El Decreto Ómnibus y la inquietud de los jubilados: cuando lo accesorio pone en riesgo lo esencial


 Por: Julio C. González Padrón

Artículo de opinión

En nuestro club de jubilados, un espacio donde convivimos profesionales de trayectorias muy diversas, hay un tema que últimamente ha monopolizado las conversaciones y es el llamado “Decreto Ómnibus” 

Un texto legislativo “con paternidad” del actual gobierno social comunista de Pedro Sánchez que, lejos de centrarse exclusivamente en la revalorización de las pensiones, incorpora medidas heterogéneas que han generado preocupación, desconcierto y, en muchos casos, indignación.

La sensación compartida es que se está utilizando un asunto tan sensible como la actualización de las pensiones para introducir otras disposiciones que nada tienen que ver con nuestro bienestar económico. 

Y lo más inquietante: se transmite la idea de que, si no se aceptan esas medidas añadidas, la subida prevista podría quedar en el aire; esta preocupación no es infundada: el Decreto a que me estoy refiriendo fue rechazado en el Congreso por 178 votos frente a 171, lo que dejó en suspenso la justa revalorización prevista para este año.


Según diversas crónicas parlamentarias, el Decreto Ómnibus incluía la revalorización de las pensiones, pero también la prórroga de la moratoria de desahucios para familias vulnerables, el bono social eléctrico, ayudas fiscales y otras medidas sociales muy variadas, pero alejadas del tema de la subida de nuestras pensiones. 

Esta mezcla de materias fue precisamente uno de los argumentos esgrimidos por los grupos que votaron en contra, y que toda la Izquierda se apresuró a llamarlos “fachas” o “fascistas”, que es el refugio de los mal llamados “progresistas”, poque si esa es la forma de entender el progreso…” Sujétame el vaso que voy un momento al baño”

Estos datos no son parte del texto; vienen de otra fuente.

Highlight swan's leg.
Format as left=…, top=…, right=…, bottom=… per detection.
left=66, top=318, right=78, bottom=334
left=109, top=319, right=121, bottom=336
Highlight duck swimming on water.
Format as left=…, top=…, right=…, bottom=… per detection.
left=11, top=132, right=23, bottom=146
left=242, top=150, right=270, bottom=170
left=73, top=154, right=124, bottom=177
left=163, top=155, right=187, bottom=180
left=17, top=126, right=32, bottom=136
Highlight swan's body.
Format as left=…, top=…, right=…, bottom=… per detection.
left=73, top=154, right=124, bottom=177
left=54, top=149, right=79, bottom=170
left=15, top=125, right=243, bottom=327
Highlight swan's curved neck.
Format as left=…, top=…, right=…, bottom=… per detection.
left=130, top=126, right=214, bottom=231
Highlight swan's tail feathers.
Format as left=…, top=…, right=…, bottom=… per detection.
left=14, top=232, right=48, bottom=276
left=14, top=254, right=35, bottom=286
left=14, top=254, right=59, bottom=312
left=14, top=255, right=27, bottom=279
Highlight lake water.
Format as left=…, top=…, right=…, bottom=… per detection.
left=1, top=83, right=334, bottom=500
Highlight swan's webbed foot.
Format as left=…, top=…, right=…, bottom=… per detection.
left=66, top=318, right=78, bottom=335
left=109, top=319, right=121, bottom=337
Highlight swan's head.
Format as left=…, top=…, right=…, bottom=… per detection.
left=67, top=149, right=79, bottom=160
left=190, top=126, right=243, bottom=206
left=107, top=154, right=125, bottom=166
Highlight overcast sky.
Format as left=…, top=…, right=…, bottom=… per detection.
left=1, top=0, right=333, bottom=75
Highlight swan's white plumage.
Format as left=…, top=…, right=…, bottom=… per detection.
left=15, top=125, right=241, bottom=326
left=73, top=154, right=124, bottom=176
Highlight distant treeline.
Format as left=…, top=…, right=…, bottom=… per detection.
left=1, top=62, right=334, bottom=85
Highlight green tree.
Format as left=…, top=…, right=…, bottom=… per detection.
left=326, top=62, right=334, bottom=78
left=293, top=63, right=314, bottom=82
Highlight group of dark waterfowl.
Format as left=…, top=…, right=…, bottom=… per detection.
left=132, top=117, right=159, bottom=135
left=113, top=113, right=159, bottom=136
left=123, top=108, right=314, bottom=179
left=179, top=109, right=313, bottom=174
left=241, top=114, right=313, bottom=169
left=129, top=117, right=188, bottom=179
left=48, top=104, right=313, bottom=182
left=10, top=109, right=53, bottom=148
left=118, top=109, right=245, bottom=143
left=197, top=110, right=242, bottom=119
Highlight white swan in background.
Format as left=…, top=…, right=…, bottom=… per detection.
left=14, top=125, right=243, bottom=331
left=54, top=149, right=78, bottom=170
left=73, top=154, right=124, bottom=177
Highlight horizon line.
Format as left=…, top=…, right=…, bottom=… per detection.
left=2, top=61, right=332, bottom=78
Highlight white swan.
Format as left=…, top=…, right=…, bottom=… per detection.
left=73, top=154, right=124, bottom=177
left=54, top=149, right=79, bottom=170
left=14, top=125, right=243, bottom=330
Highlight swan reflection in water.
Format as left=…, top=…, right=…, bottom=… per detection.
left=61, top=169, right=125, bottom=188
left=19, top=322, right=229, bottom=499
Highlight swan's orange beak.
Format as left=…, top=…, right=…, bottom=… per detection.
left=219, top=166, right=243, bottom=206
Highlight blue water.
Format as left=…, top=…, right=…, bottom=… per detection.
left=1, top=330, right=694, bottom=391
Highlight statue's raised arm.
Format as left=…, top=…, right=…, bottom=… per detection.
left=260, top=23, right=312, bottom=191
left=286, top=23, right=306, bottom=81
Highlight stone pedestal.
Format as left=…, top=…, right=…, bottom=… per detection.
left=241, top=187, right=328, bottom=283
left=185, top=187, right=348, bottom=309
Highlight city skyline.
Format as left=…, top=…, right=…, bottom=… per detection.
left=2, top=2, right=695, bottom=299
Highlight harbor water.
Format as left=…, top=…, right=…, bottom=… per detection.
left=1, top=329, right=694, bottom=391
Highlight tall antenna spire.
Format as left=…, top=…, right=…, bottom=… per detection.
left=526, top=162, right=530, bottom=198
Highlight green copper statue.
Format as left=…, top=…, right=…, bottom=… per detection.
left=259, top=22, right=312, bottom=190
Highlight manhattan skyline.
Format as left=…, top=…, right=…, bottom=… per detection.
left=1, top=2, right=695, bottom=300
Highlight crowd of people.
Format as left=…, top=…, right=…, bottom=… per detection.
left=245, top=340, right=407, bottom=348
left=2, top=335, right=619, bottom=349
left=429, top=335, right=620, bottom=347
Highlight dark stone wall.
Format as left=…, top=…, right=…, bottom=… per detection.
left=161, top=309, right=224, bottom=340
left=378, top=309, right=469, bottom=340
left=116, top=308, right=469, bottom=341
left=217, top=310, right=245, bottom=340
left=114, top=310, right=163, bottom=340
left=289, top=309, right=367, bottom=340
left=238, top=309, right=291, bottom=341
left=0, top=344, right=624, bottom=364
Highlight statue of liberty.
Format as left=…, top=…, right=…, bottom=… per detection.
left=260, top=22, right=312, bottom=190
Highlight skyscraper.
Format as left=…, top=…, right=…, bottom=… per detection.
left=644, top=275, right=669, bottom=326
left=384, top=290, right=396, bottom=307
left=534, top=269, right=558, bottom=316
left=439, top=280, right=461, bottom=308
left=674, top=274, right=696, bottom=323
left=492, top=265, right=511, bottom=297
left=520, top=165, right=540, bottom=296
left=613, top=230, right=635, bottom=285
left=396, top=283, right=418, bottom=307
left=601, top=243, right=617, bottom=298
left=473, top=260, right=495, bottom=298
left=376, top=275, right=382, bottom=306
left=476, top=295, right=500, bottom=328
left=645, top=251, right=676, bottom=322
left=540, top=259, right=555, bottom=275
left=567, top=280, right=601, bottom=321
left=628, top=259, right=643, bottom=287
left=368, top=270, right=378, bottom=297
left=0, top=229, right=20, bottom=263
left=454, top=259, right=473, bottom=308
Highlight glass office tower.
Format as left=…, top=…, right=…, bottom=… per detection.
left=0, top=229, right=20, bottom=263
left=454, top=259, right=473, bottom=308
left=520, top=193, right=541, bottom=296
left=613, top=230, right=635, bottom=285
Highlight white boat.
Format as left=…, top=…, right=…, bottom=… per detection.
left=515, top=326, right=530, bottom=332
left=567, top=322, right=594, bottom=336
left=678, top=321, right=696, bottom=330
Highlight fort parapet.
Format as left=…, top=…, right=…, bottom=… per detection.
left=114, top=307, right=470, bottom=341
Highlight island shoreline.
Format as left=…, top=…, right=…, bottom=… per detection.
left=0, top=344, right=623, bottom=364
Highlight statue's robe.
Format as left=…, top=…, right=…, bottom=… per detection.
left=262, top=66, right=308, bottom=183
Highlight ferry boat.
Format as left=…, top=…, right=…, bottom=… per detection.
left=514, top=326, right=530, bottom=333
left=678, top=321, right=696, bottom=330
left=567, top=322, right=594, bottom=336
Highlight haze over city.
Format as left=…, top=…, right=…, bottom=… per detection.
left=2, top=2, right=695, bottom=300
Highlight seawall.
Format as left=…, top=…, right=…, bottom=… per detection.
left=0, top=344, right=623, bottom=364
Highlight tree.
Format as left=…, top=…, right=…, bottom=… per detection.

Para nosotros los jubilados, esta forma de legislar genera una sensación de vulnerabilidad; ¿Por qué la subida de nuestras pensiones debe ir empaquetada con medidas que afectan a ámbitos tan distintos? ¿Por qué no se presenta un Decreto específico, como ya ocurrió en 2025, cuando el Gobierno separó las materias y la revalorización salió adelante sin obstáculos?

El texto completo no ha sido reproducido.